② 「童話で書かれた生態系」 Ecosistema representado por cuentos infantiles
(作曲 林正樹)
この曲は僕が思う、快活でありユーモラスなSalle Gaveauの一面を表現。タイトルは、ペペトルメントアスカラールでお世話になってる菊地成孔さんに命名して戴いた。
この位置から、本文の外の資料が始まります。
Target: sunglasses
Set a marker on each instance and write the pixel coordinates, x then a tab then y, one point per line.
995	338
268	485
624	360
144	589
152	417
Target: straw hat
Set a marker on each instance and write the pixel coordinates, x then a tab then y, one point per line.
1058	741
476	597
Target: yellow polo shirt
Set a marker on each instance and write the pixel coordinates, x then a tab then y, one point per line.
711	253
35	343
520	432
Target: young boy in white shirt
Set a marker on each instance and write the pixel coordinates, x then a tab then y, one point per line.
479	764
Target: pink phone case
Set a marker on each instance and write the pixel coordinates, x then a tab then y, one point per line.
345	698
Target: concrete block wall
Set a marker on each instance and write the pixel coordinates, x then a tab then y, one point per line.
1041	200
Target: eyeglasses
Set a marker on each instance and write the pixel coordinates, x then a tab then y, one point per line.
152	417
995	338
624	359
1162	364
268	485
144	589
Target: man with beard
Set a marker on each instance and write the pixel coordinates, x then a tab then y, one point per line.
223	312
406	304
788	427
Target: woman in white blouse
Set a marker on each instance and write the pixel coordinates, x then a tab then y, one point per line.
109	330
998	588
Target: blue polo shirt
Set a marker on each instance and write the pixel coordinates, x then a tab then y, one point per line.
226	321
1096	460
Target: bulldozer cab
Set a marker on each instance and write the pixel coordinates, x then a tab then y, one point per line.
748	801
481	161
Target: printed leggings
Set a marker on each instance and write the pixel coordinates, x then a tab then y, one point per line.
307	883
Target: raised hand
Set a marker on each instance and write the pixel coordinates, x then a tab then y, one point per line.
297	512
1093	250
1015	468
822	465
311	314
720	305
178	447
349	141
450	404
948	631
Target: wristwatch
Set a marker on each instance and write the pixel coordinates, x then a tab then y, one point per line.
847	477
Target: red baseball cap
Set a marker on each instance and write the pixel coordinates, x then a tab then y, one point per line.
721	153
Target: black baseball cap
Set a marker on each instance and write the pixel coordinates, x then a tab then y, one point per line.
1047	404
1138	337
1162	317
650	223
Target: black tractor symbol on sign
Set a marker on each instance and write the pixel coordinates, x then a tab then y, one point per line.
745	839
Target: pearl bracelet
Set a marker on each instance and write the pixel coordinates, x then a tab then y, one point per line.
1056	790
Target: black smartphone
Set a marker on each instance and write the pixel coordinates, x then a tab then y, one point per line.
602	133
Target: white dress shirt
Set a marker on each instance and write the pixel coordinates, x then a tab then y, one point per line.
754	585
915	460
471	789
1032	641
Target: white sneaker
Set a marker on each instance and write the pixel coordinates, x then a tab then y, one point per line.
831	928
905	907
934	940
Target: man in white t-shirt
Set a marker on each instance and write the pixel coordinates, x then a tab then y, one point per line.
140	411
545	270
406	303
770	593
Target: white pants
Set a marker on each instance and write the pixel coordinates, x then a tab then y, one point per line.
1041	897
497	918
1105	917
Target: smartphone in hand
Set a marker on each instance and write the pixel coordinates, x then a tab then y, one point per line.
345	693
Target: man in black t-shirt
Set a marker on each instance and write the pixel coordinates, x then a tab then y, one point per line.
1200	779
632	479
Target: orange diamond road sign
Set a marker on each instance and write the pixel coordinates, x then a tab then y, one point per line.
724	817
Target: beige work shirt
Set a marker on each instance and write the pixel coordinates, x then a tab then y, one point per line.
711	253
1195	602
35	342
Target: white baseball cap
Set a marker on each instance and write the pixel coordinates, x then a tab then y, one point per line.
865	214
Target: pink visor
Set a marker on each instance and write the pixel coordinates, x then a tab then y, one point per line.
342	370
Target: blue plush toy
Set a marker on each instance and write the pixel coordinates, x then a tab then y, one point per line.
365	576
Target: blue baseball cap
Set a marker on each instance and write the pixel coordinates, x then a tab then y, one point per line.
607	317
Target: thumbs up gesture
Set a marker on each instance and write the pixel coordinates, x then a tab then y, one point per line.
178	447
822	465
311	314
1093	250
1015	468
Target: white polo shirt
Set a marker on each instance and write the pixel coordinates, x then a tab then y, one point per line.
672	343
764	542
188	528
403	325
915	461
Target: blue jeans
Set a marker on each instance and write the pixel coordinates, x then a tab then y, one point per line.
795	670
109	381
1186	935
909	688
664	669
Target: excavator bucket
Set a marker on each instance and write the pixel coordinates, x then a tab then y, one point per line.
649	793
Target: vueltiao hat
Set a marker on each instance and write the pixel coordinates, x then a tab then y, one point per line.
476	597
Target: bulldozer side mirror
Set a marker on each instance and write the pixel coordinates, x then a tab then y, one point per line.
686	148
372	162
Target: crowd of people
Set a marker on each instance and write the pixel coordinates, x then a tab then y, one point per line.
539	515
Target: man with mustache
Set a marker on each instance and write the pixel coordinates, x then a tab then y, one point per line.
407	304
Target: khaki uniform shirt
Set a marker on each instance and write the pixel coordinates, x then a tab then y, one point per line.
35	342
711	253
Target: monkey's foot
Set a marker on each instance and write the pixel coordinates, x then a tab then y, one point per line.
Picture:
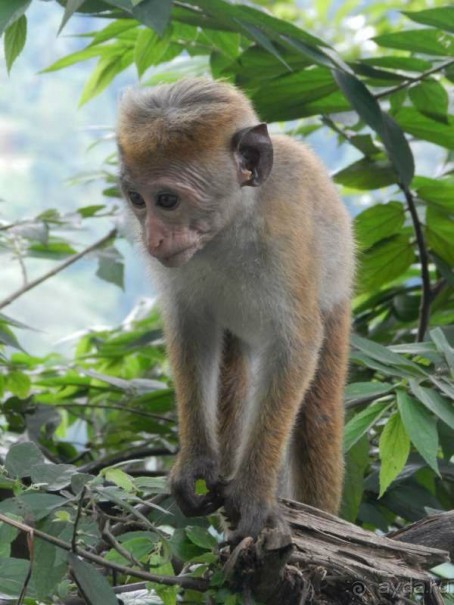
246	518
196	486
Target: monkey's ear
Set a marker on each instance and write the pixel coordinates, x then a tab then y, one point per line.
253	152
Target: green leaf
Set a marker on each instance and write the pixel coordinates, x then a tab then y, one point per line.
19	458
394	448
359	391
431	99
441	17
422	127
111	266
421	427
108	67
18	384
368	108
71	7
13	573
261	38
201	487
384	355
92	584
362	422
434	402
286	97
10	11
442	345
384	262
120	478
426	41
182	547
149	49
7	535
225	42
154	14
366	174
436	191
14	40
54	476
378	222
439	234
200	536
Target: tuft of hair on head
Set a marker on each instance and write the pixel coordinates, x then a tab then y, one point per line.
195	112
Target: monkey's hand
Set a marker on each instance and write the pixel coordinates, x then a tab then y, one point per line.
196	486
247	516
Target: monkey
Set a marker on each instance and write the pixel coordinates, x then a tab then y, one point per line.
251	252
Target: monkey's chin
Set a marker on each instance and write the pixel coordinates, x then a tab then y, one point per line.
180	258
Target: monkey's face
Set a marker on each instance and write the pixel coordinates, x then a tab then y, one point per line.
180	205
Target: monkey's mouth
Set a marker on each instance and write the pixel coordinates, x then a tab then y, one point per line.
180	258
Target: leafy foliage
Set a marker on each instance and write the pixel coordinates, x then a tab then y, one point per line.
101	427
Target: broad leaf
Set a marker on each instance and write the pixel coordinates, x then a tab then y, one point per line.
362	422
367	174
384	355
384	262
360	391
92	584
368	108
436	191
10	11
421	427
200	536
154	14
378	222
21	457
426	41
441	17
13	573
431	99
104	73
434	402
394	447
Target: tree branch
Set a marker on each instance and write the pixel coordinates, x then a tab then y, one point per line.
69	261
426	291
185	582
411	81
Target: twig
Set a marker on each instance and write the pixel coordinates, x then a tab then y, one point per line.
68	262
23	592
426	291
76	520
115	406
410	81
119	548
198	584
130	454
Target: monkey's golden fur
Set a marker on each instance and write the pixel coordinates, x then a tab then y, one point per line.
256	304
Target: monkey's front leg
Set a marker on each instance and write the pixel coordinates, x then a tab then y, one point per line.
194	347
283	377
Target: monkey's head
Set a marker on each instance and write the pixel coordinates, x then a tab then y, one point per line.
186	152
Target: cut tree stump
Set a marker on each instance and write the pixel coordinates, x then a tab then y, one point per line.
328	561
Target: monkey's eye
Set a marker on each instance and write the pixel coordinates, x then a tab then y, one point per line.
167	201
136	199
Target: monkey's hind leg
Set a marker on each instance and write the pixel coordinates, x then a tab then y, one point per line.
315	451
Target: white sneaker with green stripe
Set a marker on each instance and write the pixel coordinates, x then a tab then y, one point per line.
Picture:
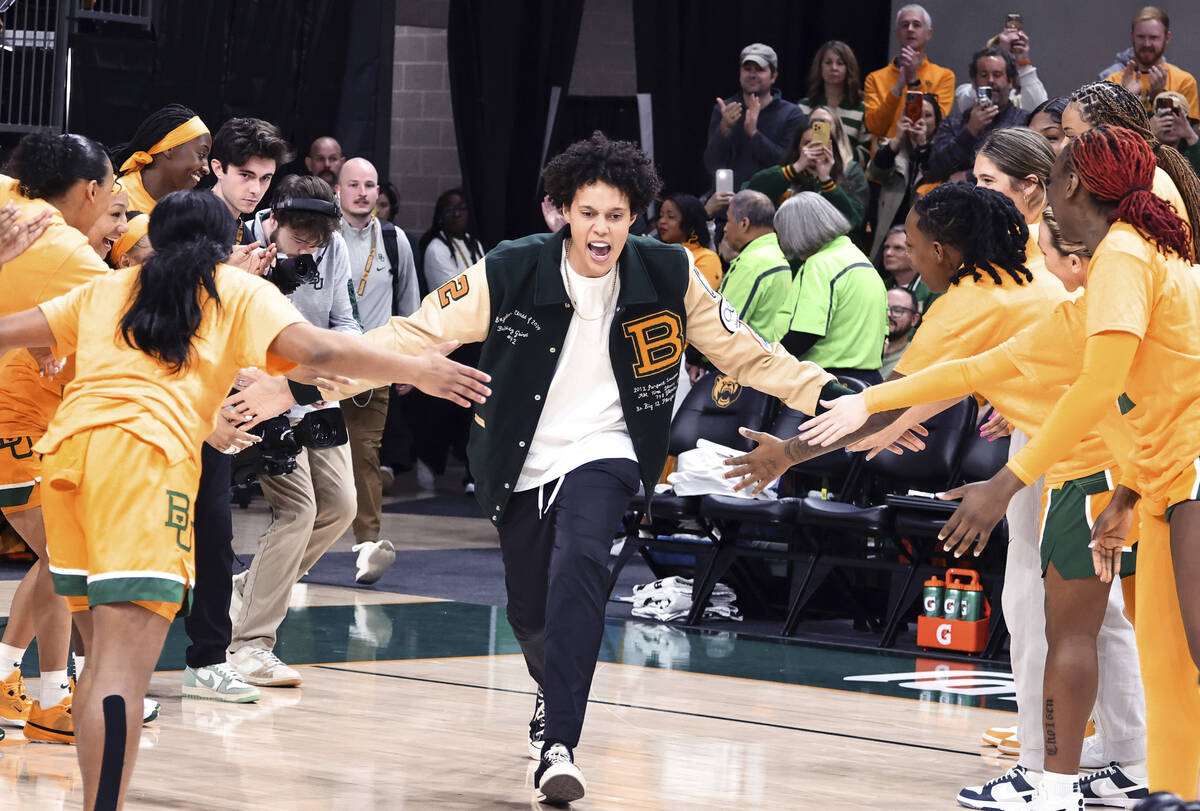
219	683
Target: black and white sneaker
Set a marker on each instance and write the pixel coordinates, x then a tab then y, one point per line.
538	727
1011	791
558	780
1113	787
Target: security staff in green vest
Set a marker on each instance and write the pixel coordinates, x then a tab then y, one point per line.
582	331
838	312
759	280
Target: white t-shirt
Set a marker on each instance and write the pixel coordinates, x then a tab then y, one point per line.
582	420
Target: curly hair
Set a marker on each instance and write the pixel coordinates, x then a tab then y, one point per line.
1107	102
618	163
1116	166
983	224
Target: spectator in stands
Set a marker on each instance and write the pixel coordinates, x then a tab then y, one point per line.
750	130
1147	73
899	167
835	82
683	221
1171	125
807	167
760	280
1047	120
325	158
898	270
957	139
441	427
885	88
903	320
385	206
1027	91
837	312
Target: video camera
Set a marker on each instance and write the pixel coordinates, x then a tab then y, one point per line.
282	442
292	272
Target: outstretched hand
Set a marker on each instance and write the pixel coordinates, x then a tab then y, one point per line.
846	415
1110	533
442	377
983	505
765	463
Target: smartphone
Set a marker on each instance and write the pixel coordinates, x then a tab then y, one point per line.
1164	104
913	104
724	181
821	133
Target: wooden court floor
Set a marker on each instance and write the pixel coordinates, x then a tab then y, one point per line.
409	703
415	703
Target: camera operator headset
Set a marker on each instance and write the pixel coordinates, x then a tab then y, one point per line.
315	502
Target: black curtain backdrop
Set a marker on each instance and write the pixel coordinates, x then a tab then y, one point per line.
306	65
688	55
504	58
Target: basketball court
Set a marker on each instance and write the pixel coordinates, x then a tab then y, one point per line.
415	702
菊地氏のタイトルにより、この曲が未知の次元に浮遊し始めた。 と僕は勝手に思っている。 (林)
③ 「悪魔にやられた悪魔」 Endiablamos al Diablo
(作曲 佐藤芳明)
〜ピアソラ『悪魔をやっつけろ』への回答〜
学生時代に聴いて衝撃だったもののひとつ、「ニューヨークのアストル・ピアソラ」(*1)に収録されている、『悪魔をやっつけろ』(*2)に対する自分なりの回答、と言えば聞こえが良いが、リズム形のアイデアを頂戴したというのが正直なところ。『悪魔をやっつけろ』は7拍子だが、それ風にと思って作っていたら9拍子になってしまった。弾き辛いかもしれないと思いつつ書きかけの状態でリハーサルに持っていったら、メンバーの皆さんは涼しい顔で弾いていたので、ヴァイオリン・ソロ後にややこしいユニゾンパートを付け加えてみた。タイトルは、「やっつけろ」に衝撃を受けたワケだから「やられた」しかないと思ったのだが、スペイン語のタイトルも付けたいと思い、バンドネオン奏者:北村聡さんに相談、彼が紹介してくれた名古屋大学:西村秀人さんが元のタイトルをもじった形でつけて下さった。 (佐藤)
*1.「CONCIERTO EN EL PHILHARMONIC HALL DE NUEVA YORK / Astor Piazzolla Quinteto」
*2.邦題『悪魔をやっつけろ』→原題「VAYAMOS AL DIABLO」
④ 「雨は午後三時に」 Rain at 3:00PM.
(作曲 鬼怒無月)
最初の着想としては喜多直毅君のヴァイオリンの音色と繊細な歌い回しをフィーチャーした曲を作るという事でした。これは僕にとっては最もハードルの高い事で、そういう曲を作ろうと思い立ってから1年近くの月日が流れてしまいました。やっと形になったのは'09年の8/12日、譜面には仮タイトルとして「8/12」という日付が記されています。タイトルは後付けなのですが僕のイメージは若い頃読んだレイブラッドベリの「火星年代記」の中の「優しく雨ぞ降りしきる」という一編。
核戦争で焼け残った家の壁に家の住人のシルエットのみが焼き付けられているという悲しくも残酷な静寂のイメージが僕の心にずっと残っており、曲のタイトルを考えている時にその話をふと思い出してそのイメージからこのタイトルを紡ぎだしました。人類が死に絶えた世界の初夏の素敵な昼下がりに雨が降ってくるという・・・。 (鬼怒)
⑤ 「影絵遊び」 Magic shadow show
(作曲 喜多直毅)
今回のレコーディングの為、増改築の末に出来上がった曲。冒頭と終末に現れる6/8拍子のテーマは、鬼怒無月氏のグループ"Warehouse"の為に書いたもの。自分らしくない音楽を作ってみようと作曲に取り掛かった結果、思いの外可愛らしく牧歌的なメロディーが生まれて作曲者自身が驚いた。対して、楽曲後半部分のBmの部分は、以前作った『影法師』と言う歌からの抜粋。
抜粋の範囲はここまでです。